Galatians Romans 6:4-13

The Supply of the Spirit

Galatians Romans 6:4-13 -- The Supply of the Spirit

This chart shows the structure. What follows explains each part.

Having established the decisive reckoning of being co-crucified with Christ, we now turn to the practical question: what sustains this new life? If the old "I" is dead and Christ lives in me, what is the actual, daily supply that makes this truth an experiential reality? This article examines the Spirit as the singular, dynamic supply that applies the finished work of Christ—both its killing power and its enlivening power—directly to the believer.

Having established that the believer is co-crucified with Christ and that the life now lived is Christ's life received by faith, Paul asks a practical question: what actually sustains that? What is the supply line? The Galatians were being told, in effect, that the supply came through observance -- that keeping the law more carefully, returning to the calendar, submitting to circumcision, these were the mechanisms of spiritual health. Paul's counter-question is the one from chapter three: did you receive the Spirit by the works of the law, or by the hearing of faith?

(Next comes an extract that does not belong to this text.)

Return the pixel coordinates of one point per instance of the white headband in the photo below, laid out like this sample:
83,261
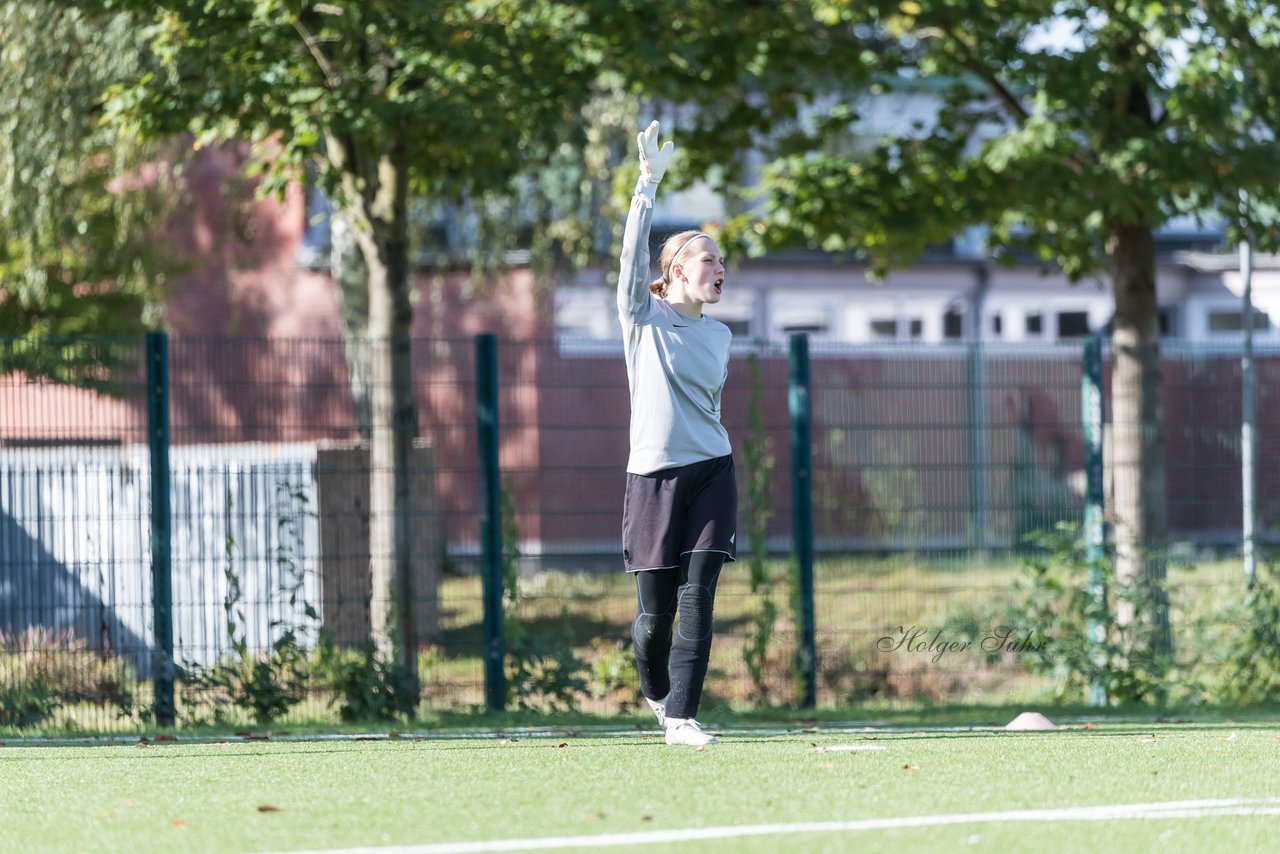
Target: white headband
676,256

The article turns that question into a full examination of the Spirit as the life of Christ, supplied continuously through faith rather than earned through performance.

Galatians Romans 6:4-13
Therefore we are buried with him by baptism into death that like as Christ was raised up from the dead by the glory of the Father, even so we also should walk in newness of life. For if we have been planted together in the likeness of his death, we shall be also in the likeness of his resurrection: knowing this, that our old man is crucified with him, that the body of sin might be destroyed, that henceforth we should not serve sin. For he that is dead is freed from sin. Now if we be dead with Christ, we believe that we shall also live with him: knowing that Christ being raised from the dead dieth no more; death hath no more dominion over him. For in that he died, he died unto sin once: but in that he liveth, he liveth unto God. Likewise reckon ye also yourselves to be dead indeed unto sin, but alive unto God through Jesus Christ our Lord. Let not sin therefore reign in your mortal body, that ye should obey it in the lusts thereof. Neither yield ye your members as instruments of unrighteousness unto sin: but yield yourselves unto God, as those that are alive from the dead, and your members as instruments of righteousness unto God. For sin shall not have dominion over you: for ye are not under the law, but under grace.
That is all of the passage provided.